You should be greatful for the four beautiful healthy daughters you have, you need to be strong for them. We lost our twin boys at 19weeks….I had to explain to four little girls that we had our babies, they were boys and their names were Antton David and Rayland Joseph, and they were born and went to heaven right away. After my first miscarriage all I got was “you didn’t even know you were pregnant” I was 12 weeks when I lost the baby….then miscarried at 18weeks. I had no signs of being pregnant. It still hurt just the same.
This is a beautiful article. Our sweet amazing son was originally a twin in vitro, and we still mourned the loss we only so briefly knew about. Now that I’ve felt it, when I hear of someone else with the loss of an unborn child, I know something to say that isn’t stupid or ignorant or silent. I know to say that there isn’t anything I can say, that they will feel their pain and move through it in their own way, and nothing anyone says can or should try to change that.
I also had people make inappropriate jokes like “At least you don’t have to worry about a baby keeping you up all night” (of course I was still up crying about losing my son all night) and someone even made a joke about how at least my vagina wasn’t all out of shape from delivery!!! I was in so much shock I couldn’t even respond! Another mother who lost her baby after being pregnant at a young age told me someone said to her “I bet that will teach you to keep your legs closed”
I was also angered by people saying “God took your baby for a reason” or “God don’t make no mistakes!” Perhaps theologically true but to me it sounded like
“God killed your baby ” Another parent told me they hated hearing that their baby was in a better place. She said she pointed at the persons three children and asked “Which of them would you want in a better place?”
Reading about the insensitive comments people has said to mothers who have miscarried, reminded me of one my own sister told me. After one of my miscarriages, she stated, “I never believed you were pregnant in the first place”. I was so shocked, I could not even respond.
I would blame God if my child was miscarried.

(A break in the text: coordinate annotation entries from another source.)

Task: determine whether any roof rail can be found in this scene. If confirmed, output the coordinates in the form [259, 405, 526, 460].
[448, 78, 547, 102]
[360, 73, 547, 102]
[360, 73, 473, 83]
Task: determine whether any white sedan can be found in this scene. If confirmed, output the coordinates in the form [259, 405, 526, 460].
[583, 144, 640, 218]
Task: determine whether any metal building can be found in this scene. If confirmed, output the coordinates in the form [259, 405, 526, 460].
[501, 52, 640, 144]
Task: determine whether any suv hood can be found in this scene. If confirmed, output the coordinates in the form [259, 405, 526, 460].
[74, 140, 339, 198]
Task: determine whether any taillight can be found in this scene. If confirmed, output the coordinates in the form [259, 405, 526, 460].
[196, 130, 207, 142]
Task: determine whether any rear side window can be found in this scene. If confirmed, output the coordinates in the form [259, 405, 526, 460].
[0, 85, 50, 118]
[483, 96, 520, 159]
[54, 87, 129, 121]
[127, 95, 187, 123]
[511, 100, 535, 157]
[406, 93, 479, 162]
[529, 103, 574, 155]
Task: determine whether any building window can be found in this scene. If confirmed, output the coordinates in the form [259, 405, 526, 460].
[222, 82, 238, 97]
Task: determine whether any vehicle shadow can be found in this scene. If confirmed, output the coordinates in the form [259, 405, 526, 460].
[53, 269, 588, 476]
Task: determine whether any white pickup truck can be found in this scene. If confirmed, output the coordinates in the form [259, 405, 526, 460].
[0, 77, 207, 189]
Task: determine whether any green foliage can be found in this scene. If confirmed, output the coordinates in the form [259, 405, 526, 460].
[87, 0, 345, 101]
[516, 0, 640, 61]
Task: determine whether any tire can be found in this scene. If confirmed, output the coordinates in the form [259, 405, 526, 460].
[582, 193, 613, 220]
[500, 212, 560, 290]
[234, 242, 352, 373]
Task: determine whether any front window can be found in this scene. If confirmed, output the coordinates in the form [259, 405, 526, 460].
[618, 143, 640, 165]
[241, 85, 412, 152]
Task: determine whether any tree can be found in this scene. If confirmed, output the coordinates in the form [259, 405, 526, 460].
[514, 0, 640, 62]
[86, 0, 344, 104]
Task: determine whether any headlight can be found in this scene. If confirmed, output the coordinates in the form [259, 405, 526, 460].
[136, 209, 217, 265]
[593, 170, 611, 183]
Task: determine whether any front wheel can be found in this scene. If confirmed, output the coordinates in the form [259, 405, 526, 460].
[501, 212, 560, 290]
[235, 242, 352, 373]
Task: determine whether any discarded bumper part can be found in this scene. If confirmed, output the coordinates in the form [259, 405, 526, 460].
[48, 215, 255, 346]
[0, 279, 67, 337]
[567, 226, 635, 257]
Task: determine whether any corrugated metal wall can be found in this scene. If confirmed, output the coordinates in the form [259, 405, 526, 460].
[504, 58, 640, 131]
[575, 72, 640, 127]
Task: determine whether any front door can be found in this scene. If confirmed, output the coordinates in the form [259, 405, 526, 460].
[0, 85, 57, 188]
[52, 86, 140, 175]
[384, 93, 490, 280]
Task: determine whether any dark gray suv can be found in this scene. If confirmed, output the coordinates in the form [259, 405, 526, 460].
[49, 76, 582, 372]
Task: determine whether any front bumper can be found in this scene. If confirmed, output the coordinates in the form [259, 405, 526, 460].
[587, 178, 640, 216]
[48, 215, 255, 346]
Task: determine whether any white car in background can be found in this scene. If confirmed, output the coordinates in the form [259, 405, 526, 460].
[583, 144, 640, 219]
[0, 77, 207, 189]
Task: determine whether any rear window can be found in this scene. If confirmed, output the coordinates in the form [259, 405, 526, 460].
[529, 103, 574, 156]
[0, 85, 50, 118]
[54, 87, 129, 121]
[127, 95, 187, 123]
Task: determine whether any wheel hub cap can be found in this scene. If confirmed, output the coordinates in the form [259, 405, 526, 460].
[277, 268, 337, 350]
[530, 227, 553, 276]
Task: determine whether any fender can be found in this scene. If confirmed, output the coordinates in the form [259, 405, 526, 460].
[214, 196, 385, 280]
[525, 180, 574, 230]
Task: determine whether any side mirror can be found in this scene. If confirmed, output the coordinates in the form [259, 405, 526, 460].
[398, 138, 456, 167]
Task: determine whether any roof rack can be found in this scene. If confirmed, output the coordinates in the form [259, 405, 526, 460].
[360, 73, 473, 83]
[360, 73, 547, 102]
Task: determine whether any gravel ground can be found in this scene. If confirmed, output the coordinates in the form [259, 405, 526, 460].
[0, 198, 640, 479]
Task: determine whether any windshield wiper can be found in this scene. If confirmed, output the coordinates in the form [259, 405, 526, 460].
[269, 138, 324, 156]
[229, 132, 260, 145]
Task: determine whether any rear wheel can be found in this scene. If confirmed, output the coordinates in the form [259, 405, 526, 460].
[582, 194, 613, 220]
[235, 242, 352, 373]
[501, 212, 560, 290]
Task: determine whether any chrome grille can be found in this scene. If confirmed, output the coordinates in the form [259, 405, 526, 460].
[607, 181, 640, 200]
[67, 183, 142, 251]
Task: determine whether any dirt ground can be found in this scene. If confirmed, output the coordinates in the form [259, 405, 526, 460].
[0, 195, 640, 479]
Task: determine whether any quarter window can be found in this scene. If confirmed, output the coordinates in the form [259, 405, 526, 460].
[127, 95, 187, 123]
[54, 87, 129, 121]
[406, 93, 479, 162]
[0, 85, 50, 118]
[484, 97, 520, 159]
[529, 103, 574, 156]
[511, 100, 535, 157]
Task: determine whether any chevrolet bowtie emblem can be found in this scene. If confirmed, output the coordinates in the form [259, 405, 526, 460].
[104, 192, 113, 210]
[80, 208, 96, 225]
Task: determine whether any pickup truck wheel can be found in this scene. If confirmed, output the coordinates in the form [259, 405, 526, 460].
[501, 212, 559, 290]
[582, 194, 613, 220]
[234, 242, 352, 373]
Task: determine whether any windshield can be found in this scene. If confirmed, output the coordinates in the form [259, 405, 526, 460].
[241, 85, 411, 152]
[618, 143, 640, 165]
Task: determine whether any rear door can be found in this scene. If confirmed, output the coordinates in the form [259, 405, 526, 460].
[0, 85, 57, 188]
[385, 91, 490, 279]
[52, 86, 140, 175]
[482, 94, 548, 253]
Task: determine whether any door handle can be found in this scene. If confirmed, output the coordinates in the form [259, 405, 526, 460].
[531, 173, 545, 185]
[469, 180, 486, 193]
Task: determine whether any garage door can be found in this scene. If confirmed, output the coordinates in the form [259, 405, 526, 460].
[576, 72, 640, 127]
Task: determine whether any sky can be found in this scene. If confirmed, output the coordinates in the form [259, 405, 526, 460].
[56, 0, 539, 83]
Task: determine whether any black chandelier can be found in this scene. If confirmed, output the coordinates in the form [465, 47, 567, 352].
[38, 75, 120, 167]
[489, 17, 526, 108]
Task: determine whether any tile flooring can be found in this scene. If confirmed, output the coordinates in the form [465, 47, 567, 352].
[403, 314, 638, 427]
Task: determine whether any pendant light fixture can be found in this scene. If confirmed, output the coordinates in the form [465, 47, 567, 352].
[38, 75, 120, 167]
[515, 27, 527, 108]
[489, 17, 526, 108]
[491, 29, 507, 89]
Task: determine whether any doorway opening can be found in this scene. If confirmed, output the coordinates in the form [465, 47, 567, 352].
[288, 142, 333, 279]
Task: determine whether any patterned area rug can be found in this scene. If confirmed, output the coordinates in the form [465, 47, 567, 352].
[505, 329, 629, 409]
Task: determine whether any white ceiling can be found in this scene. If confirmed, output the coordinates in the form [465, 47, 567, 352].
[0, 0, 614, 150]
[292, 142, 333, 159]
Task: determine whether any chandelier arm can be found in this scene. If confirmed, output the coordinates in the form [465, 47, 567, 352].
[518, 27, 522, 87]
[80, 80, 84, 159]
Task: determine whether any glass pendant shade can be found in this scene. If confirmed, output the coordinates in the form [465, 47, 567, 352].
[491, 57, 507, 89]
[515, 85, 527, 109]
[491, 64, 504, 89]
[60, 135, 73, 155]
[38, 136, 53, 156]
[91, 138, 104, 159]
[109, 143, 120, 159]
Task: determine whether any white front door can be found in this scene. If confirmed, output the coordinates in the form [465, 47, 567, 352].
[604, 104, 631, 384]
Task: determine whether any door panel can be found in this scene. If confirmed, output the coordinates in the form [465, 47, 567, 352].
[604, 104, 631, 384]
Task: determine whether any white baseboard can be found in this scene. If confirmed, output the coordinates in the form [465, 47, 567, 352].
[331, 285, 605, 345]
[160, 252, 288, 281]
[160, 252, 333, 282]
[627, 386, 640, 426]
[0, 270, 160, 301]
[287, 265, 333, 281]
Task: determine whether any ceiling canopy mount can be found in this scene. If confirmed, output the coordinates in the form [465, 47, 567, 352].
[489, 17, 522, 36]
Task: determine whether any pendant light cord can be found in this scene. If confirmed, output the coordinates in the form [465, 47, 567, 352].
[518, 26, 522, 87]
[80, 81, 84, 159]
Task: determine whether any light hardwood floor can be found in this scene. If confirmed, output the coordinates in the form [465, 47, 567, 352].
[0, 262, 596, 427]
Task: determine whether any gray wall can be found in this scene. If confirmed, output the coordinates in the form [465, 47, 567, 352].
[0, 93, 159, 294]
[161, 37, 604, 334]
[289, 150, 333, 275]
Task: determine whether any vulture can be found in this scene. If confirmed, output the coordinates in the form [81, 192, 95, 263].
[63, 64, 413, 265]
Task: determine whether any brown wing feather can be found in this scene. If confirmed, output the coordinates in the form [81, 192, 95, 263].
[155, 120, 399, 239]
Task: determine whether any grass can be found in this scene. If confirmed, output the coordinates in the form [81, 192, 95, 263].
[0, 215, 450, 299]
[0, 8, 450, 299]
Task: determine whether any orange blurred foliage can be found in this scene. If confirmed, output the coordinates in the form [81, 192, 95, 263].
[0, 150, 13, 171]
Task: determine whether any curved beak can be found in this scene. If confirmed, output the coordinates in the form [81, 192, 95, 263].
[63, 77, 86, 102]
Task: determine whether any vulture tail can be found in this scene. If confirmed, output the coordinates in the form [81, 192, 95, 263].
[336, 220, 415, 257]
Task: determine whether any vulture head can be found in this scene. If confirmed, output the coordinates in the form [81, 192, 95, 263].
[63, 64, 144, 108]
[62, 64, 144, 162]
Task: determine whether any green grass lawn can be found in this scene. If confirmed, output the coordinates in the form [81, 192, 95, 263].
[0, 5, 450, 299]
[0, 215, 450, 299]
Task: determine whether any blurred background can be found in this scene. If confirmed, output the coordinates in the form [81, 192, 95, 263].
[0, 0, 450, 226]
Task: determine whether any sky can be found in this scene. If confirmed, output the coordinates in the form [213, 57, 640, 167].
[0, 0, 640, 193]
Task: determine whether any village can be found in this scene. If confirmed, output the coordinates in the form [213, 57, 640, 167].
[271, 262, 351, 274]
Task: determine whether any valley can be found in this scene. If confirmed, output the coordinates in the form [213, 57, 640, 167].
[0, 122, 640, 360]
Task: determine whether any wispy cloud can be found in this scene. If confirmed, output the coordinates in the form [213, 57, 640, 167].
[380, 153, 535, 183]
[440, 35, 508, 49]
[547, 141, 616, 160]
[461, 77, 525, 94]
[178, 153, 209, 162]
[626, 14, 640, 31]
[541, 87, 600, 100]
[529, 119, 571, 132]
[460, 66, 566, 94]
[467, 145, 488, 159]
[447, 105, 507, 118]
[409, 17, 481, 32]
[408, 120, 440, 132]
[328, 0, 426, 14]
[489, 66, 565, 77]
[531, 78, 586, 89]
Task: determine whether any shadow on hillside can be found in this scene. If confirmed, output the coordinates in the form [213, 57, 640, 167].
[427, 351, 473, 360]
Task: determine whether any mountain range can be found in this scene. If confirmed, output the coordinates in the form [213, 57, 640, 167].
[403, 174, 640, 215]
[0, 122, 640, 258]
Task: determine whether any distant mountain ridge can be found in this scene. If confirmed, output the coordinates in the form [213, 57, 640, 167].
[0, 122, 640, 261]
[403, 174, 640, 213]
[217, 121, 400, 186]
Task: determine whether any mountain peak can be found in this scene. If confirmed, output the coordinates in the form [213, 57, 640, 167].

I had serious, well documented escalating medical problems leading (after lots of medical intervention) to doctor attended, in hospital still-births and also miscarriages. I was subsequently accused of allowing multiple babies to die at home! After all of that loss, and medical gymnastics in hopes of a live birth, we were suspected of having achieved what the best specialist could not do (live-births), and then having allowed multiple babies to die. This, all together, is Anguish and Utter Disbelief. We endured a public shaming and a long investigation which is now ended, but no retraction or apology. Fortunately we have many, many wonderful reasons to be happy and we practice that together daily.